— Лучше костолом, чем через трубочку опорожняться.
— Как через трубочку? — похолодел Ерема.
— Каждому третьему везет, не больше. Хорошо, что Иван Ильич отличный хирург, — усмехнулась сестра, с тайным разочарованием глядя на Ерему.
Шевельнулось в нем романтическое чувство, но все уже вышло. Через трубочку. И девушка поняла, что настроение у него упало ниже плинтуса. Видно, натворила пуля бед, если дело дошло до сложной операции. Хорошо, что кишку сохранили, а то лежал бы сейчас Ерема с трубочкой в животе. Знал он одного пацана, из Афгана инвалидом пришел, с калоприемником ходил. И ходит. Лучше сразу застрелиться, чем так.
Девушка поставила капельницу, собралась уходить, только тогда Ерема очнулся, мысленно вернулся к ней.

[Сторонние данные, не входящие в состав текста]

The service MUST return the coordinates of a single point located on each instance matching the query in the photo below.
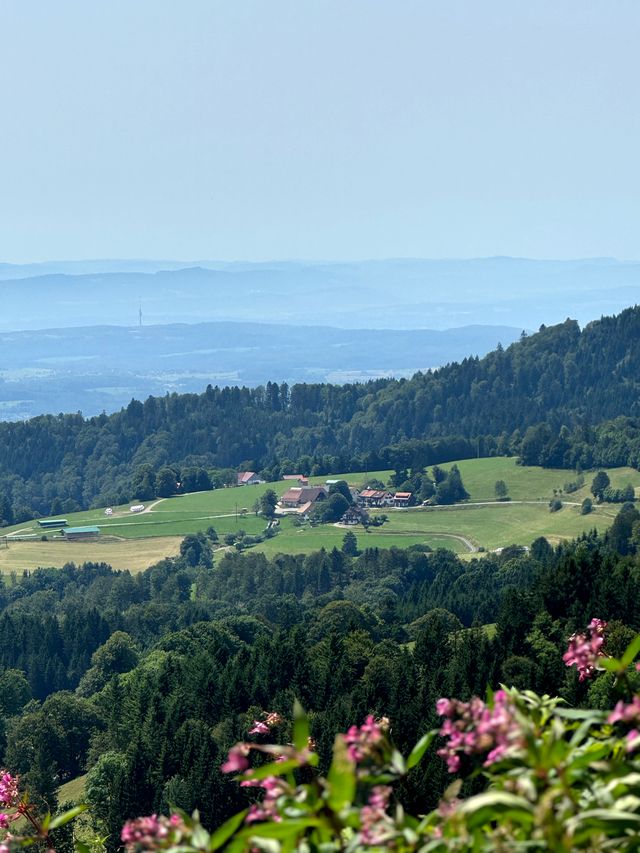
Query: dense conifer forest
(550, 398)
(146, 681)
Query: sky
(319, 129)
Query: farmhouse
(302, 498)
(300, 479)
(355, 515)
(248, 478)
(402, 498)
(375, 497)
(74, 533)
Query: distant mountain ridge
(101, 368)
(547, 394)
(393, 294)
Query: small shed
(74, 533)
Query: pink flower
(376, 826)
(633, 740)
(237, 759)
(362, 740)
(271, 719)
(268, 808)
(8, 789)
(625, 713)
(473, 728)
(149, 833)
(585, 650)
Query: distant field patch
(129, 554)
(136, 541)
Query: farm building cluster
(302, 498)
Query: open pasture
(137, 540)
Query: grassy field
(137, 541)
(127, 554)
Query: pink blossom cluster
(152, 832)
(8, 789)
(474, 728)
(362, 741)
(268, 808)
(629, 713)
(626, 713)
(375, 824)
(237, 760)
(263, 727)
(585, 649)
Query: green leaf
(200, 838)
(495, 805)
(341, 778)
(65, 817)
(300, 727)
(275, 768)
(631, 651)
(580, 714)
(607, 820)
(611, 664)
(398, 764)
(282, 829)
(418, 751)
(224, 832)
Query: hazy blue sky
(249, 129)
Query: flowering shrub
(17, 810)
(558, 779)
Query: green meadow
(481, 523)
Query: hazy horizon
(319, 131)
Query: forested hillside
(147, 681)
(560, 383)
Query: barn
(75, 533)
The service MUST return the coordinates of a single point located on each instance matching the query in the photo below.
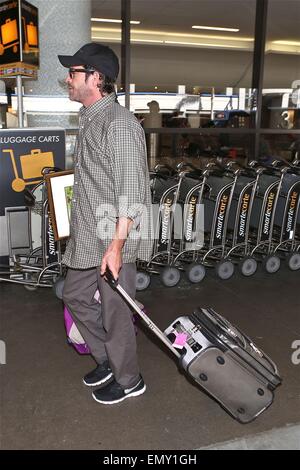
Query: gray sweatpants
(107, 328)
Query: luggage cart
(216, 197)
(32, 267)
(165, 190)
(260, 243)
(237, 245)
(286, 223)
(9, 36)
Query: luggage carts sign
(23, 155)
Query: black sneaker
(114, 393)
(98, 376)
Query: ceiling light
(166, 34)
(224, 46)
(216, 28)
(110, 20)
(147, 40)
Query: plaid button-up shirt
(111, 180)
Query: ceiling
(173, 19)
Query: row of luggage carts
(223, 217)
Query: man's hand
(112, 259)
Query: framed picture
(60, 190)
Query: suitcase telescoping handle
(114, 284)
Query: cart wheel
(195, 273)
(293, 261)
(225, 269)
(248, 266)
(170, 276)
(142, 280)
(271, 264)
(58, 287)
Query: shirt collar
(97, 107)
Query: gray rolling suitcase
(220, 358)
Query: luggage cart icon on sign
(9, 36)
(31, 166)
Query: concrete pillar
(64, 26)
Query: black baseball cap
(102, 58)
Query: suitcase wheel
(142, 280)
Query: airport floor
(45, 405)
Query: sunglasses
(73, 71)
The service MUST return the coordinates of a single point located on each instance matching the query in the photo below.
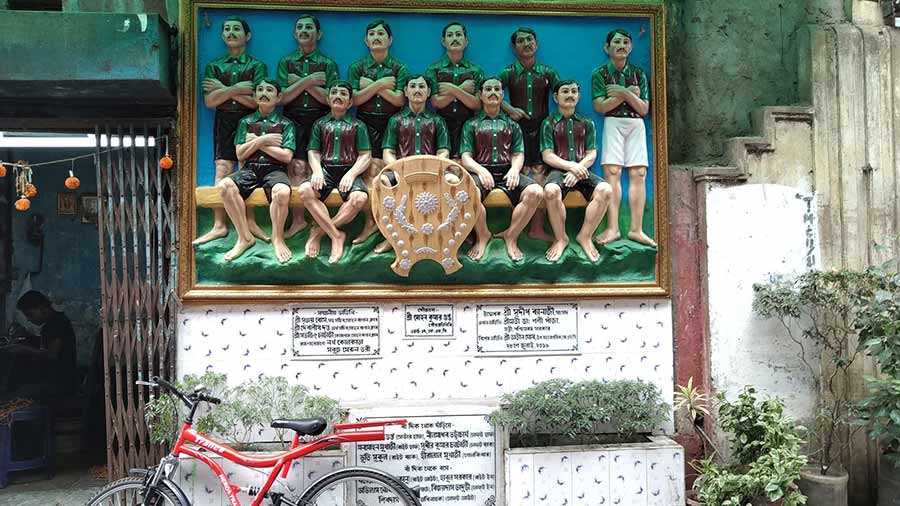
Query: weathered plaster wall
(726, 58)
(68, 273)
(756, 233)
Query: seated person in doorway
(569, 147)
(39, 367)
(339, 154)
(265, 146)
(414, 131)
(493, 151)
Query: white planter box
(639, 474)
(204, 489)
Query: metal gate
(138, 239)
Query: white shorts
(624, 142)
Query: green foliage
(577, 409)
(765, 445)
(246, 408)
(879, 336)
(823, 309)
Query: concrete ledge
(208, 196)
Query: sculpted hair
(523, 29)
(620, 31)
(240, 20)
(310, 16)
(454, 23)
(565, 82)
(381, 22)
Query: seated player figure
(304, 76)
(264, 143)
(339, 154)
(456, 80)
(228, 85)
(620, 92)
(569, 147)
(492, 150)
(529, 84)
(414, 131)
(378, 80)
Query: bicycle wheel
(358, 487)
(129, 492)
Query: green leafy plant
(580, 410)
(245, 409)
(819, 311)
(765, 448)
(879, 333)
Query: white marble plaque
(428, 321)
(449, 458)
(327, 332)
(527, 328)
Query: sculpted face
(492, 92)
(454, 38)
(234, 35)
(305, 31)
(378, 38)
(417, 90)
(525, 46)
(567, 95)
(266, 93)
(339, 98)
(618, 47)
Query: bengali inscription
(527, 328)
(432, 320)
(321, 332)
(449, 458)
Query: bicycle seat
(305, 426)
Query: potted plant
(570, 440)
(765, 455)
(879, 335)
(818, 310)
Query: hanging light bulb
(166, 162)
(72, 182)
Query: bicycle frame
(343, 433)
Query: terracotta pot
(888, 484)
(824, 490)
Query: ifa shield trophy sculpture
(423, 212)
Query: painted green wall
(726, 58)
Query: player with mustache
(339, 154)
(264, 144)
(228, 85)
(620, 92)
(304, 76)
(493, 151)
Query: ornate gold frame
(191, 292)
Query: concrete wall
(69, 271)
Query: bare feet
(314, 242)
(368, 229)
(239, 248)
(256, 231)
(212, 235)
(642, 238)
(296, 226)
(337, 248)
(608, 236)
(556, 249)
(476, 252)
(587, 245)
(382, 247)
(282, 252)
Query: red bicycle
(352, 486)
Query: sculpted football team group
(511, 144)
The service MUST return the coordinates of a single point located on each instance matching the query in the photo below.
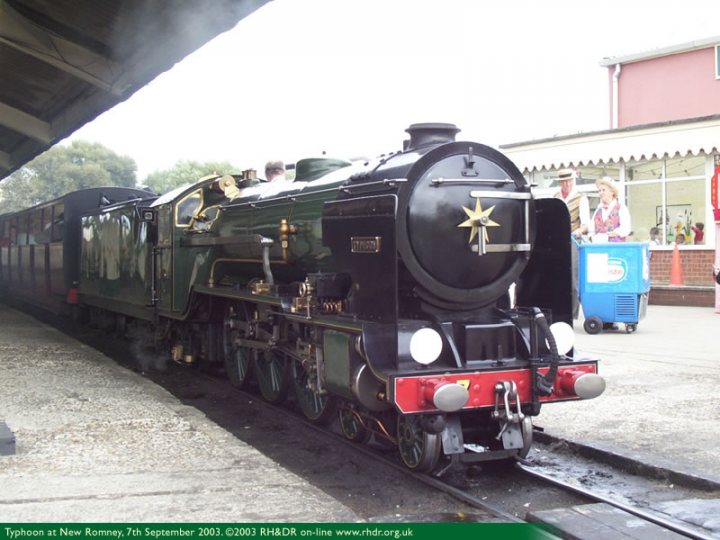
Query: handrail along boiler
(409, 296)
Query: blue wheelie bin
(614, 282)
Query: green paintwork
(115, 257)
(336, 347)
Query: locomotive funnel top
(430, 133)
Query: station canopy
(64, 62)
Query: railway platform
(661, 403)
(95, 442)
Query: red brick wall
(697, 266)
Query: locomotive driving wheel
(419, 450)
(271, 372)
(319, 409)
(237, 359)
(593, 325)
(352, 425)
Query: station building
(662, 148)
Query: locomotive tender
(409, 296)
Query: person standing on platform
(577, 204)
(579, 209)
(611, 220)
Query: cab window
(188, 207)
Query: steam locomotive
(421, 298)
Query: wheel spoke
(419, 449)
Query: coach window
(22, 229)
(188, 207)
(35, 227)
(58, 223)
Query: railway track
(513, 494)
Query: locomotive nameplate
(365, 244)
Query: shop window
(645, 204)
(669, 196)
(685, 167)
(685, 209)
(644, 170)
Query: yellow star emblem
(476, 218)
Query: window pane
(546, 179)
(644, 202)
(588, 175)
(58, 224)
(682, 167)
(686, 201)
(646, 170)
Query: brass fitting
(285, 230)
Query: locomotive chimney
(430, 133)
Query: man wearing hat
(579, 209)
(577, 204)
(274, 170)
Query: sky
(346, 77)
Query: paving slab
(662, 402)
(96, 442)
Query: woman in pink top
(611, 220)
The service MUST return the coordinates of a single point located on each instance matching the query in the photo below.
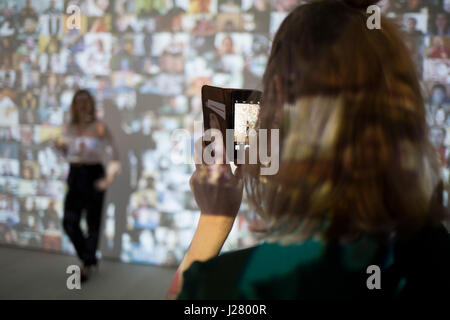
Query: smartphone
(245, 112)
(226, 108)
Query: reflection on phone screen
(245, 117)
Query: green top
(316, 270)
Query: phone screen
(245, 117)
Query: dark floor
(27, 274)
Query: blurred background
(145, 62)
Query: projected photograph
(145, 63)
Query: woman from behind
(358, 188)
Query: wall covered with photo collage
(145, 62)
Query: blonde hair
(354, 147)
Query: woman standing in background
(84, 142)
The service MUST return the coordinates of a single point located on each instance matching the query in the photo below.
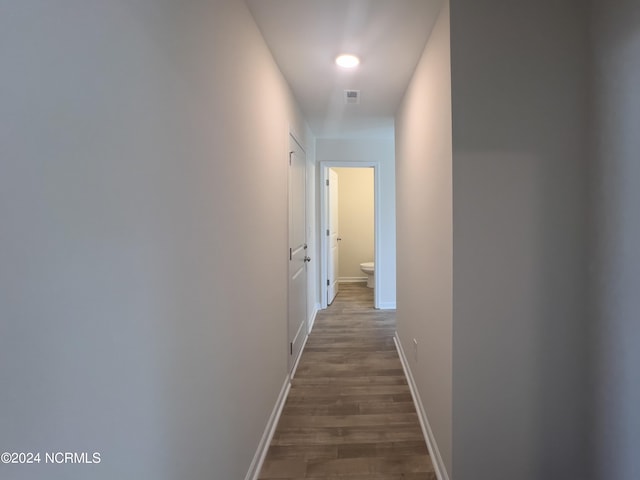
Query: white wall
(143, 202)
(379, 150)
(424, 216)
(517, 353)
(520, 104)
(356, 220)
(616, 234)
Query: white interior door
(333, 250)
(297, 314)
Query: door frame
(324, 224)
(292, 361)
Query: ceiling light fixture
(347, 61)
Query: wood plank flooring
(349, 414)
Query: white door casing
(298, 258)
(333, 250)
(325, 168)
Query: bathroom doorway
(356, 239)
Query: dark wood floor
(349, 414)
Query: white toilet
(367, 267)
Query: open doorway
(352, 241)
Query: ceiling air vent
(352, 96)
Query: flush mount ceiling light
(347, 61)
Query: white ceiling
(305, 36)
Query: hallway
(349, 413)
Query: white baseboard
(263, 446)
(265, 441)
(352, 279)
(438, 464)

— А тебя как зовут? — спросил он.
— Оксана! — кокетливо сказала она.
— Иван Ильич когда будет?
— Сменился Иван Ильич, до послезавтра.
— Ну хорошо.
Он помнил мужчину, который склонялся над ним: светло-серые глаза, ясный взгляд, благообразное лицо, а Шишман ему расправой пригрозил. Понятно, что за Ерему переживал, но все равно нехорошо вышло. Впрочем, послезавтра Ерема точно будет здесь, и желание извиниться вряд ли пропадет. Он ведь не какой-то там отморозок без мозгов и совести.
— Друзья там у вас, — качнула головой Оксана, с укором глянув на него.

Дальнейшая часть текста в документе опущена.